La Ville a donc fait appel à « l’équipe de proximité », composée de travailleurs de la Santé publique.

Ces travailleurs sociaux ont été mandatés pour rencontrer les commerçants et les aider à répondre aux questions impertinentes, voire dérangeantes, de certains visiteurs.

« On leur fournit des questions potentielles que les touristes pourraient poser, avec des réponses toutes faites », a résumé la mairesse.

Par exemple, lorsqu’un visiteur demande à un commerçant s’il connaissait une victime de la tragédie, et que celui-ci n’a pas envie d’en discuter, on lui suggère de répondre « qu’à Lac-Mégantic, tout le monde connaissait une victime ».

Une commémoration sobre

La Ville de Lac-Mégantic soulignera dans deux semaines les 10 ans de la tragédie et la communauté souhaite que la commémoration se fasse dans la sobriété.

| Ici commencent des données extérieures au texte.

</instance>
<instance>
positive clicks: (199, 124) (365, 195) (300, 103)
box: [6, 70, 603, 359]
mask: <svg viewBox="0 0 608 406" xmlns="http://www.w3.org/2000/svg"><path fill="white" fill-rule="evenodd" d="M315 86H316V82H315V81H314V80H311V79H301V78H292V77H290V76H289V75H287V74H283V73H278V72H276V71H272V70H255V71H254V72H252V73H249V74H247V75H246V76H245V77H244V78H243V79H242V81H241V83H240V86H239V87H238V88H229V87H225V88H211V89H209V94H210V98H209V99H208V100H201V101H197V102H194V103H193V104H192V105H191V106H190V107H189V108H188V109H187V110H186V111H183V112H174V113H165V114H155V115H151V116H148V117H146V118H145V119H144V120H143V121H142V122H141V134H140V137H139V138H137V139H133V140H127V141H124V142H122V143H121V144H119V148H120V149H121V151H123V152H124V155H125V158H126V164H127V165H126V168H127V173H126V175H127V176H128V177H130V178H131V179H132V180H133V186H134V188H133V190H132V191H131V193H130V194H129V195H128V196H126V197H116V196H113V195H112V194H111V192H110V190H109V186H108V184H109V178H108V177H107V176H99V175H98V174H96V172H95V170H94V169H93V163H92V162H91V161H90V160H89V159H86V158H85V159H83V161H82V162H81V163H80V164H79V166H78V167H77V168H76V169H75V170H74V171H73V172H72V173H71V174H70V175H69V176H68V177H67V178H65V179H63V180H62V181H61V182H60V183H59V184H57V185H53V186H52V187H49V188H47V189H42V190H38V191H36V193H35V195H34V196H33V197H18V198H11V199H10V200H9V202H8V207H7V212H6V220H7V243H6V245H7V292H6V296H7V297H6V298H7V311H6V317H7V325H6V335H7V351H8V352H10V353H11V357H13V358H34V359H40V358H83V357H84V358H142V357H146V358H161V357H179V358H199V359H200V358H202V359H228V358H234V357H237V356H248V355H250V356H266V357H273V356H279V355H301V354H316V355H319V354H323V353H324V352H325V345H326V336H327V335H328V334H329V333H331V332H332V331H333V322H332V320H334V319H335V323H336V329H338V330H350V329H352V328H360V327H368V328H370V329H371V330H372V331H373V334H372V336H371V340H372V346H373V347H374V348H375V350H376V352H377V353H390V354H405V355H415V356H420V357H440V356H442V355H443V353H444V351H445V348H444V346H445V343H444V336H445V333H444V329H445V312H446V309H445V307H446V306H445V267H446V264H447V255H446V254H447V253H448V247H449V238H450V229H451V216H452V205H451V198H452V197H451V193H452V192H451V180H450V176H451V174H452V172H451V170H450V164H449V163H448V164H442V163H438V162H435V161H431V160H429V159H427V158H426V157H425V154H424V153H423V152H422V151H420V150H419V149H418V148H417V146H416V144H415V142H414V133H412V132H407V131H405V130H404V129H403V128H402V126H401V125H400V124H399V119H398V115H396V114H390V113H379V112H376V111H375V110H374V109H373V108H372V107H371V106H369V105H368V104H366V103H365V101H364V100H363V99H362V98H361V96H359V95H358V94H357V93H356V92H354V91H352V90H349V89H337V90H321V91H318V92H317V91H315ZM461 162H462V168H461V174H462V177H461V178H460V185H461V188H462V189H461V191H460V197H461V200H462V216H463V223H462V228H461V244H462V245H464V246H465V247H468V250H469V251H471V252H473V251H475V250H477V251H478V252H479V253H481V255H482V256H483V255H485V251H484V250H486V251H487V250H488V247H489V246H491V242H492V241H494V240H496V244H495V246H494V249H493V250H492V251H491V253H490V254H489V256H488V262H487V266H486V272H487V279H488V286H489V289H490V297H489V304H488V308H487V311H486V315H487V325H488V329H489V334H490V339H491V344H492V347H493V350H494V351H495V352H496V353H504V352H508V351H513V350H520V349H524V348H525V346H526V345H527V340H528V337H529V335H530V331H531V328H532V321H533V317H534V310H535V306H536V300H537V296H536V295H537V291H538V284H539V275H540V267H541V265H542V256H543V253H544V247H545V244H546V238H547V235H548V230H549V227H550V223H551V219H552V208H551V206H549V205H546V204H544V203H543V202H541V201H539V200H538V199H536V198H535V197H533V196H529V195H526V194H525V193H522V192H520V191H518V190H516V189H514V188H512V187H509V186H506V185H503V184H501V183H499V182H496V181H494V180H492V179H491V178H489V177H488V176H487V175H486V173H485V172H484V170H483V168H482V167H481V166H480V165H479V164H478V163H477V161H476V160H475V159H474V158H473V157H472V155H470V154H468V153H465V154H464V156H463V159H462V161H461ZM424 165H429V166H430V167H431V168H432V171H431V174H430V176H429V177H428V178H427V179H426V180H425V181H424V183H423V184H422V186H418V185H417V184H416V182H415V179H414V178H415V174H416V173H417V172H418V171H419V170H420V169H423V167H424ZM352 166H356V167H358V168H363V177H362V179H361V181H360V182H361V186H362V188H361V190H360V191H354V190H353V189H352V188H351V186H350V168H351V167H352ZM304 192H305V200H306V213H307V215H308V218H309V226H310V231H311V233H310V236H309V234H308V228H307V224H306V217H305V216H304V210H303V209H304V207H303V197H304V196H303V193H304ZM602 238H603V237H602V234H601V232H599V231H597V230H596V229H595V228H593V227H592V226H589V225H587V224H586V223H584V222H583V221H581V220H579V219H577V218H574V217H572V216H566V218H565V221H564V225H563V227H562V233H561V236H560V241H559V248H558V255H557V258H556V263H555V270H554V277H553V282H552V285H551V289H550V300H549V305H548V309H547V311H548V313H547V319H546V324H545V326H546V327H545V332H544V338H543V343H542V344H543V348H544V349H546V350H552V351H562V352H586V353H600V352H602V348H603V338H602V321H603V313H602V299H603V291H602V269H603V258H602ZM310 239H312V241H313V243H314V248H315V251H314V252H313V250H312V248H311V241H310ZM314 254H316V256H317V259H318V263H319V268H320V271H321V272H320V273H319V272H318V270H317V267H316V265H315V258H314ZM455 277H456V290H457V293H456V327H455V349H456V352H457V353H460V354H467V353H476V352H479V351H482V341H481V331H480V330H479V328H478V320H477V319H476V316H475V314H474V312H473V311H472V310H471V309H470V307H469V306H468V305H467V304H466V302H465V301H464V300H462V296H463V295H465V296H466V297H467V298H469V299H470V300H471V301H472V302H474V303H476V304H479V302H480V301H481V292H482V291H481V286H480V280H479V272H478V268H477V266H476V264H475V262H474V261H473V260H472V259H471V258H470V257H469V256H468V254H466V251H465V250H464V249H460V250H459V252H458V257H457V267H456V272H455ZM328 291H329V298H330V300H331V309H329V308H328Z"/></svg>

« C’est normal que les gens veuillent venir à Lac-Mégantic, c’est vraiment une histoire qui a touché tout le monde. On veut juste que les gens soient bienveillants », a indiqué la mairesse Morin.

Les touristes qui souhaitent en apprendre plus sur la tragédie et sur le chemin parcouru par les Méganticois depuis le 6 juillet 2013 sont invités à visiter l’exposition à la gare patrimoniale ou encore la Maison du temps, un site d’interprétation situé au centre-ville.

« Il y a une petite maison, près du déraillement, qui a été installée […] pour les visiteurs. Ils peuvent entrer à l’intérieur et avoir une vitrine sur l’endroit où était le déraillement, parce que les gens le cherchent, les touristes veulent voir c’est où, mais les citoyens eux, ils ne veulent pas le voir, alors on ne peut pas mettre un gros point rouge ou un drapeau sur lequel on écrit ‟c’est ici”, parce qu’ici, le quotidien de la vie, ce n’est pas la tragédie », a expliqué la mairesse.

Afin de souligner les 10 ans du tragique déraillement, « une ligne du temps », qui rappelle les moments importants pour la communauté, est installée dans la rue Frontenac.

L’église Sainte-Agnès ouvrira ses portes pendant 24 heures du 5 au 6 juillet ; une messe commémorative et des concerts sont prévus.

Au Musi-Café, la copropriétaire Katie Stapels, qui prévoit un été « très occupé », a néanmoins opté pour une programmation culturelle sobre lors des commémorations.

Des politiciens et de nombreux médias sont attendus pendant les quelques jours où le triste anniversaire sera souligné.

L’arrivée des journalistes fait d’ailleurs partie des « drapeaux rouges » que les citoyens ont soulevés, a indiqué Julie Morin.

« Il faut prendre le temps de se souvenir et de s’arrêter, […] mais je pense qu’il faut juste faire attention à la notion de spectacle, parce qu’il y a une communauté qui vit ici au quotidien », a rappelé la mairesse Morin.